True or false
There are many different definitions for the word myth. One of the most prominent is that a myth is something that is false; something that is not true, but we all believe it because it’s what we have been told, most of the time, someone tells us to scare us.The most memorable myth I have been told is not to swallow my gum. I was told many myths about this, actually. One said that it would stay in my stomach for 12 years. Another said that it would stay in my stomach and grow bigger and bigger for 7 years. And the most frightening one-it would clog my throat, and I was going to choke and die. Another myth I have been told is not to swallow watermelon seeds. Why? Because it will sprout and I will have watermelons growing in my stomach until they get so big that I have to have them surgically removed. I believed this for a good 5 or 6 years until I accidentally swallowed a seed, and I got so upset I sat up all night crying, and my sister had to explain that it wasn’t true. But because my mom had told me these stories, I believed them.
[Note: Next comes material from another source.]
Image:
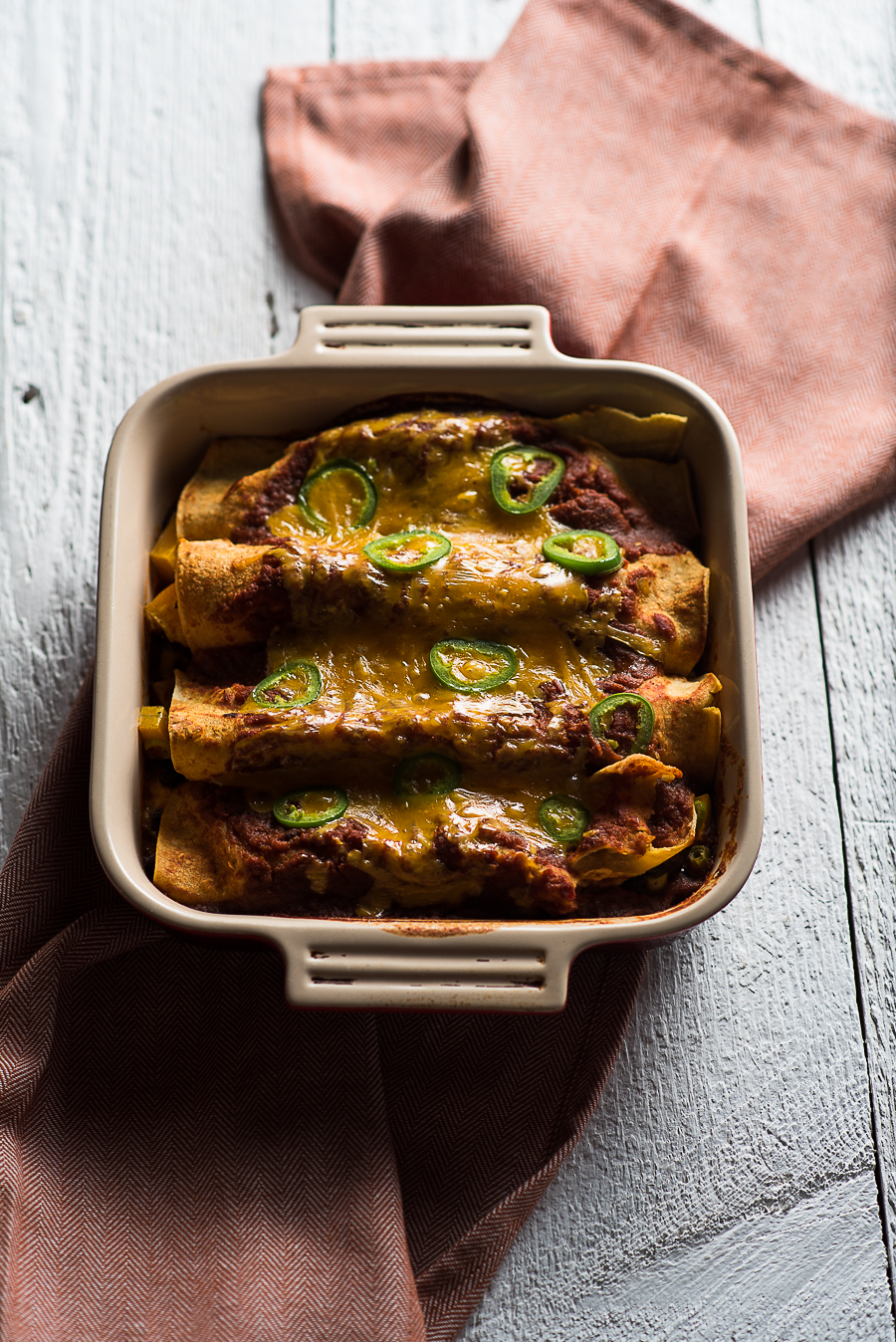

The same could be said about “urban legends” and fairy tales. Because we have been told these stories for such a long time, we believe them. An urban legend that I once saw solved on the show “Myth busters” was the myth about if you mix pop rocks and coca cola, then you will die. They say something about the carbonation mixed with the sugars and ingredients that make pop rocks pop causes your body to basically implode. But this was proven false. Because no one was willing to volunteer their lives, for all they knew, this became a myth. And everyone believed it because for so many years people were told this story, and over the years the story became more severe, and perhaps grotesque, causing people to fear even thinking about it. Fairy tales, on the other hand, have changed over the years, too. If you take the Disney movies, that are told to be fairy tales, they are changed to gain an audience from children. The fairy tale of The Little Mermaid and even Pocahontas are changed to draw in a bigger crowd with their happy endings; the typical fairy tale ending of “and then they lived happily ever after.” But in real life, that never happened. Or in the original stories. But let’s face it, no one would want to go see the true story of Pocahontas, in which her real name was not Pocahontas, but Matoaka, and she was captured and taken to England, and that is where she met John Smith. But she didn’t fall in love with him right away. She very much disliked him at first (The Pocahontas Myth).
I would have to say that my definition of a myth is not that it is a story that is false. I believe now that a myth is simply a story that is passed from generation to generation, that has yet to be proven false.